DD.MM.YY This is a European 6-digit date format for display. The value 14.12.97 matches this format.

Notes:

  • The leading zero corresponding to a DD token may be given as a blank, thus allowing " 7.04.89".
  • The BD token can be used instead of DD.
Wkday, DAY Month YYYY "A"T HH:MI This is a format that would be quite unlikely in a file, but the value Friday, 7 February 1998 AT 21:33 matches this format.

Notes:

  • If a format contains AM or PM, then the time (HH:MI) must be between 00:01 and 12:00 and must be accompanied by either AM or PM.
  • The day number (string matching DAY) may have a leading zero.
  • The leading zero corresponding to an HH token may be given as a blank, thus allowing:

    Friday, 31 February 1998 AT 8:33

  • The BH token can be used instead of HH.
YYIIII This is a format which could be used for a field that contains a 2-digit year prefixing other information, such as a sequence number. The value 92A123 matches this format.
YY* This is a format that could be used for a field that contains a 2-digit year prefixing other information, such as a sequence number, when the other information is variable length. The values 92 and 92ABC123 match this format.

Note: At most one occurrence of the * token may appear in a datetime format.
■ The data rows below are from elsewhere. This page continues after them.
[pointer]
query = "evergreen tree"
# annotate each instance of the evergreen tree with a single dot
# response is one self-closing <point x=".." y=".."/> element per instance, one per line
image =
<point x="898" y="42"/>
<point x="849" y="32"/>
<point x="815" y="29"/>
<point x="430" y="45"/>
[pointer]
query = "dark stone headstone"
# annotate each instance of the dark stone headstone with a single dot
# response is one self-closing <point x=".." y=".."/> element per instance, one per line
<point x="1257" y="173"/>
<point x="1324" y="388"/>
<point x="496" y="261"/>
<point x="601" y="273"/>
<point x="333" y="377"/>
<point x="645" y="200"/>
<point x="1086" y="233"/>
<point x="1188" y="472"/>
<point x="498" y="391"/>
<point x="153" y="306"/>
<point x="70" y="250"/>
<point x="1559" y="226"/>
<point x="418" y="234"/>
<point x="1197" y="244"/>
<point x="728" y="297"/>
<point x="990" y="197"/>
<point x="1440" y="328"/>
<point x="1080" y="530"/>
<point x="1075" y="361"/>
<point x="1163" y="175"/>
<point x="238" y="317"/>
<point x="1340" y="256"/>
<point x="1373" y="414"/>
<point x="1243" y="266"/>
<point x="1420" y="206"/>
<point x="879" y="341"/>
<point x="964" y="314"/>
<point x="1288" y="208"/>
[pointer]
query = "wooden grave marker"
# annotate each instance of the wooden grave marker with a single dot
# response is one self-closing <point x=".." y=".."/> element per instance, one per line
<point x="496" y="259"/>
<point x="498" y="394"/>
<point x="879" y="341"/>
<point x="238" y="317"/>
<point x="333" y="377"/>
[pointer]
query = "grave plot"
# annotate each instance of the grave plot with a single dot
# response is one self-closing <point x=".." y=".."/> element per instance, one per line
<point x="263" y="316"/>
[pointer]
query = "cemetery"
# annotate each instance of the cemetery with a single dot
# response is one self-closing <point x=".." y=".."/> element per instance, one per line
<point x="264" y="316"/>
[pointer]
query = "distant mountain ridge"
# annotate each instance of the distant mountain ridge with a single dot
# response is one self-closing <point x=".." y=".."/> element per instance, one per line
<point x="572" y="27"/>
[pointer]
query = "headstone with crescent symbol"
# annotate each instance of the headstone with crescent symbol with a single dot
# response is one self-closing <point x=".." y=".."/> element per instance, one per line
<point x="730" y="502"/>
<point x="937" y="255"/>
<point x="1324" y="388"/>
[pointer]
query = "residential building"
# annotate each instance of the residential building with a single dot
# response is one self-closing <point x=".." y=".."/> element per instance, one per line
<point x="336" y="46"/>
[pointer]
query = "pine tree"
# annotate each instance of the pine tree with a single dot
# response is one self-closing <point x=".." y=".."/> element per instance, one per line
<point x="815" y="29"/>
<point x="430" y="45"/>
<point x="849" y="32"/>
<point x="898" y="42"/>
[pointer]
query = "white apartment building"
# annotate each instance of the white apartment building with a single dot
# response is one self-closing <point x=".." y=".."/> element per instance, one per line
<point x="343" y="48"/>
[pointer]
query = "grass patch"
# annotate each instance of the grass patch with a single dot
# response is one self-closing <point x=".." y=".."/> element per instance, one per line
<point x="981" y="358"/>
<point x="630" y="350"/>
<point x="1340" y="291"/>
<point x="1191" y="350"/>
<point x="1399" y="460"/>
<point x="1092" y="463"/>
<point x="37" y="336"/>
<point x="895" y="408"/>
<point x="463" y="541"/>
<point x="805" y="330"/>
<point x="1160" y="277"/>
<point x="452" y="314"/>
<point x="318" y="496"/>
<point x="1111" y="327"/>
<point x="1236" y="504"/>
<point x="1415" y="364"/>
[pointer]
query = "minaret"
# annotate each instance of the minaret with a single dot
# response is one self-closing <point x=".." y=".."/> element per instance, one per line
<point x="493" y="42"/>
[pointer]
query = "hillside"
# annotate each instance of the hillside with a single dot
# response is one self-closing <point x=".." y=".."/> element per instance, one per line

CYYDDD This is a compact 6-digit date format with explicit century information, from 1900 through and including 2899. The value 097031 (representing 31 January 1997) matches this format.
ZYYMMDD This is a compact 6- or 7-digit date format with explicit century information, from 1900 through and including 2899, which can often be used with "old" YYMMDD date values in the 1900s. The values 970501 (representing 1 May 1997) and 1000501 (representing 1 May 2000) match this format.

Note: The century and year number (string matching ZYY) may have a leading zero.

YY0000 Decimal digits can be used as separator characters. The value 980000 matches this format.

Note: Numeric separators, unlike alphabetic separators, do not need to be preceeded by a quote character (").